Crash when loading Flux Schnell 1 model with train_dreambooth_lora_flux

### Describe the bug

When using the `Diffusers/example/dreambooth/train_dreambooth_lora_flux` script with the Flux Schnell 1 model, the process consistently crashes during the transformer shard loading at 33% (1/3), causing my entire Google JupyterLab kernel to crash.

**Question:** Is this related to using the Flux Schnell model instead of a Dev model? Is there a known incompatibility?

**Logs:**  03/12/2025 14:14:26 - INFO - __main__ - Distributed environment: NO
Num processes: 1
Process index: 0
Local process index: 0
Device: cuda

Mixed precision type: bf16

You set `add_prefix_space`. The tokenizer needs to be converted from the slow tokenizers
You are using a model of type clip_text_model to instantiate a model of type . This is not supported for all configurations of models and can yield errors.
You are using a model of type t5 to instantiate a model of type . This is not supported for all configurations of models and can yield errors.
{'use_karras_sigmas', 'shift_terminal', 'use_beta_sigmas', 'time_shift_type', 'invert_sigmas', 'use_exponential_sigmas'} was not found in config. Values will be initialized to default values.

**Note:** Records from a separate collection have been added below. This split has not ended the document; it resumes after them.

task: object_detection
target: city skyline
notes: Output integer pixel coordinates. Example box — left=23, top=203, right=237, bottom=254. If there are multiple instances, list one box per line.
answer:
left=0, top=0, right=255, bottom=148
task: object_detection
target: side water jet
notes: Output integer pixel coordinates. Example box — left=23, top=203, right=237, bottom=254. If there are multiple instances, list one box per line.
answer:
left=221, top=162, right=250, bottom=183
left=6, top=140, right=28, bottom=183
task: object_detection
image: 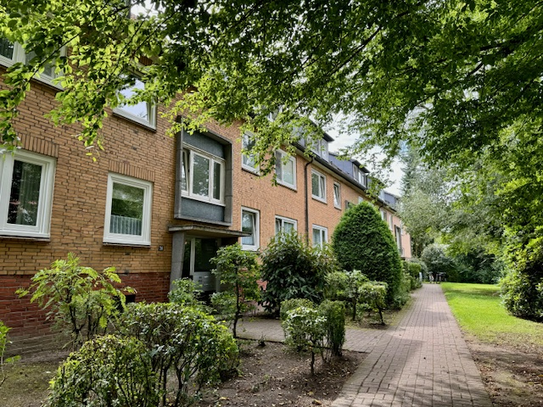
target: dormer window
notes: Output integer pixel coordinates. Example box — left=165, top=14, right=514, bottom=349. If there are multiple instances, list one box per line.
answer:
left=311, top=138, right=328, bottom=161
left=0, top=38, right=65, bottom=87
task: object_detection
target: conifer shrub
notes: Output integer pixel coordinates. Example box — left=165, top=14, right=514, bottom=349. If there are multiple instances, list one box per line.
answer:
left=16, top=253, right=135, bottom=349
left=210, top=243, right=260, bottom=338
left=261, top=232, right=336, bottom=313
left=332, top=202, right=402, bottom=307
left=319, top=300, right=345, bottom=356
left=120, top=303, right=239, bottom=406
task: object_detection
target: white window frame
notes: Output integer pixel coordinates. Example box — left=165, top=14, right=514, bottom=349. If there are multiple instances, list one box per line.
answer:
left=0, top=150, right=56, bottom=238
left=181, top=146, right=226, bottom=206
left=104, top=173, right=153, bottom=246
left=353, top=164, right=367, bottom=187
left=334, top=182, right=341, bottom=209
left=274, top=215, right=298, bottom=234
left=241, top=206, right=260, bottom=251
left=241, top=133, right=260, bottom=174
left=0, top=41, right=66, bottom=89
left=311, top=169, right=326, bottom=203
left=113, top=77, right=156, bottom=129
left=311, top=225, right=328, bottom=247
left=275, top=150, right=296, bottom=190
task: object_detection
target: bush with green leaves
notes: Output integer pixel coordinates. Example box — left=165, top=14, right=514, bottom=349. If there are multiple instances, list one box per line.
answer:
left=45, top=335, right=160, bottom=407
left=210, top=243, right=260, bottom=338
left=360, top=281, right=388, bottom=325
left=281, top=307, right=327, bottom=375
left=0, top=321, right=20, bottom=387
left=319, top=300, right=345, bottom=356
left=17, top=253, right=134, bottom=349
left=120, top=303, right=239, bottom=406
left=332, top=202, right=402, bottom=306
left=261, top=232, right=337, bottom=312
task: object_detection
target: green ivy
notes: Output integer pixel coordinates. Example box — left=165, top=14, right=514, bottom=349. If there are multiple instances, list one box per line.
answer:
left=332, top=202, right=402, bottom=306
left=45, top=335, right=160, bottom=407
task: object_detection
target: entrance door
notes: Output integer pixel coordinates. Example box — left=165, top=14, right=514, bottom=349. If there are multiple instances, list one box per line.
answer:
left=182, top=236, right=220, bottom=292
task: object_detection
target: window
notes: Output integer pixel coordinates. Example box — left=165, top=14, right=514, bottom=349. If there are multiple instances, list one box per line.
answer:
left=181, top=149, right=224, bottom=205
left=311, top=138, right=328, bottom=161
left=275, top=150, right=296, bottom=189
left=313, top=225, right=328, bottom=247
left=241, top=208, right=260, bottom=250
left=114, top=78, right=156, bottom=128
left=334, top=182, right=341, bottom=209
left=353, top=164, right=366, bottom=186
left=0, top=151, right=55, bottom=237
left=104, top=174, right=152, bottom=245
left=241, top=133, right=258, bottom=173
left=275, top=216, right=298, bottom=234
left=0, top=38, right=65, bottom=87
left=311, top=170, right=326, bottom=202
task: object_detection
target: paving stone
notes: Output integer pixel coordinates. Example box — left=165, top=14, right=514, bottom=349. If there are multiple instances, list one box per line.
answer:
left=240, top=284, right=492, bottom=407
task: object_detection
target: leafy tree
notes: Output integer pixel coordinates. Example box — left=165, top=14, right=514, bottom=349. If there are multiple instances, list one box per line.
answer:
left=421, top=244, right=458, bottom=281
left=0, top=321, right=20, bottom=387
left=261, top=232, right=336, bottom=312
left=332, top=202, right=402, bottom=306
left=210, top=243, right=260, bottom=338
left=326, top=270, right=369, bottom=321
left=17, top=253, right=134, bottom=348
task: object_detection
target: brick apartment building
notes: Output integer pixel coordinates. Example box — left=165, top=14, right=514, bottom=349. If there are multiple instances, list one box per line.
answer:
left=0, top=40, right=411, bottom=351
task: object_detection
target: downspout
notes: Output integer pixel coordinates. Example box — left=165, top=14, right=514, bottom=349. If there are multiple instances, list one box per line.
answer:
left=304, top=156, right=314, bottom=244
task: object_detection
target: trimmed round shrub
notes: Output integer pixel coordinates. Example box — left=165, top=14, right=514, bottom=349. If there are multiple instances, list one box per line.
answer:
left=421, top=243, right=459, bottom=281
left=332, top=202, right=402, bottom=306
left=319, top=300, right=345, bottom=356
left=46, top=335, right=160, bottom=407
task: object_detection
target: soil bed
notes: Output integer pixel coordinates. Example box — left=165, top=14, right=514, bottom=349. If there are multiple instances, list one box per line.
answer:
left=198, top=341, right=365, bottom=407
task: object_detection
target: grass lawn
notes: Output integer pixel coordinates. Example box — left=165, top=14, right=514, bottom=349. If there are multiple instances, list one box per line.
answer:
left=441, top=283, right=543, bottom=345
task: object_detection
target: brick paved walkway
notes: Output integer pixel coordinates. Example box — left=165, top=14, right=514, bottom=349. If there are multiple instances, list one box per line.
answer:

Loading checkpoint shards:   0%|                        | 0/2 [00:00<?, ?it/s]
Loading checkpoint shards:  50%|████████        | 1/2 [00:13<00:13, 13.01s/it]
Loading checkpoint shards: 100%|████████████████| 2/2 [00:25<00:00, 12.53s/it]
Loading checkpoint shards: 100%|████████████████| 2/2 [00:25<00:00, 12.60s/it]
Instantiating AutoencoderKL model under default dtype torch.float32.
All model checkpoint weights were used when initializing AutoencoderKL.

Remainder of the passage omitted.